Malware details
- Aliases: RSY, Kendesm, Ken&Desmond, Ether
- Type: DOS
- Subtype: Boot virus
- Classification: Virus
- Isolation date: 1997

= Alcon (computer virus) =

Computer virus

Alcon, or RSY (which is more or less as commonly used of a name as Alcon), is a computer virus that was discovered to be spreading in Europe in 1997. It is a boot virus.

==Infection==
Alcon is a standard boot sector virus that spreads via floppies. Instead of the MBR, it infects the DBR, making some antivirus programs miss it.

==Symptoms==
Alcon contains no notable symptoms beyond one extremely damaging one, which is overwriting random information. Assuming that the overwrites are subtle, this may result in significant compounding data over time, as Alcon is a slow damager.

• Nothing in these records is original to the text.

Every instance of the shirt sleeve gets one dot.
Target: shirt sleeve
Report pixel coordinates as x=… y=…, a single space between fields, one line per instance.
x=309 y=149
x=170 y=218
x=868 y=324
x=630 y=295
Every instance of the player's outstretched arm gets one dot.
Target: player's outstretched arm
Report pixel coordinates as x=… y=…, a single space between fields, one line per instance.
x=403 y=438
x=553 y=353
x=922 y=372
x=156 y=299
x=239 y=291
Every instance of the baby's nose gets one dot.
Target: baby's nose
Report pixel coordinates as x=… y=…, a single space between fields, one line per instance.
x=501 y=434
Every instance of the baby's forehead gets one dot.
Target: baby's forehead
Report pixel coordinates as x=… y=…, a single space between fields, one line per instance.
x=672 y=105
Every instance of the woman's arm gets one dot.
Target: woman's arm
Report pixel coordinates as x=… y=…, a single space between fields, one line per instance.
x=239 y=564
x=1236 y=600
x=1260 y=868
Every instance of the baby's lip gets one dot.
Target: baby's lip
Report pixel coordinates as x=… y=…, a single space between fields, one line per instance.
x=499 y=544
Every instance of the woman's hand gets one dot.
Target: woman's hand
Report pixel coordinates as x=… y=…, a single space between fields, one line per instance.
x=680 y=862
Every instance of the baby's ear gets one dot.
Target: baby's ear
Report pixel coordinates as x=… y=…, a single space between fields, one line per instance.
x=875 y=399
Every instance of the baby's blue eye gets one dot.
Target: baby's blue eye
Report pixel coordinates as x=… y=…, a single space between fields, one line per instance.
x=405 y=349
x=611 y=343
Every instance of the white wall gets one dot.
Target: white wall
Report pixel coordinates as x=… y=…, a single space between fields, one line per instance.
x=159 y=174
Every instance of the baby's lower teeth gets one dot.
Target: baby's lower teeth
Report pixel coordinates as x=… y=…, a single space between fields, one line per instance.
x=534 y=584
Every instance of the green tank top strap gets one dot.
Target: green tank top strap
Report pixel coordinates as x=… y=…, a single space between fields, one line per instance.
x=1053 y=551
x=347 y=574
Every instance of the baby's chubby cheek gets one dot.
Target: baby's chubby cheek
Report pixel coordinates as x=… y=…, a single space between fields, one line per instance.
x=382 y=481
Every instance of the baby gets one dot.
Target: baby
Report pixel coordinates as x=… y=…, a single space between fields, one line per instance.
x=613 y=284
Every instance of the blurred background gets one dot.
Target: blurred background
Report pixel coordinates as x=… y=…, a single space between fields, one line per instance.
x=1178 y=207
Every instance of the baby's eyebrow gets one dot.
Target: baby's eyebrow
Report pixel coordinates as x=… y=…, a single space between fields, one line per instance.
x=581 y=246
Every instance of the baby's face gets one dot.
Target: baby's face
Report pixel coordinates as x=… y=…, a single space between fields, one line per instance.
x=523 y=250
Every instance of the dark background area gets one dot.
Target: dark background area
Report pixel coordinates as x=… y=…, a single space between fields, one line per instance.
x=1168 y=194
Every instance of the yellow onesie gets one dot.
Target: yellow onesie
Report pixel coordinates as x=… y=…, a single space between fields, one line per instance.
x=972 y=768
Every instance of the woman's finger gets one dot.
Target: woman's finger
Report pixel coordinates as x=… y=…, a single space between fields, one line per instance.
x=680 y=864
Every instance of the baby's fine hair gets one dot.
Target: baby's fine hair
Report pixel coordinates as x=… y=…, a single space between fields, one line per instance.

Alcon contains the text "R.SY".

==Prevalence==
Alcon was listed as being spreading by the WildList from April 1998 to July 1999. F-Secure lists it as having been common in Europe throughout 1997. Like most boot viruses, it is near extinct, although it was certainly in the last wave of boot viruses, so cases involving Alcon may be false positives, but may also be due to older, unused infected disks resurfacing.

==Aliases and variants==
Alcon's most common alias is RSY, based on inclusions in the virus code. Other aliases include Kendesm, Ken&Desmond, and Ether. It is unknown where these names are derived from.

This virus is unrelated to W32/Alcon.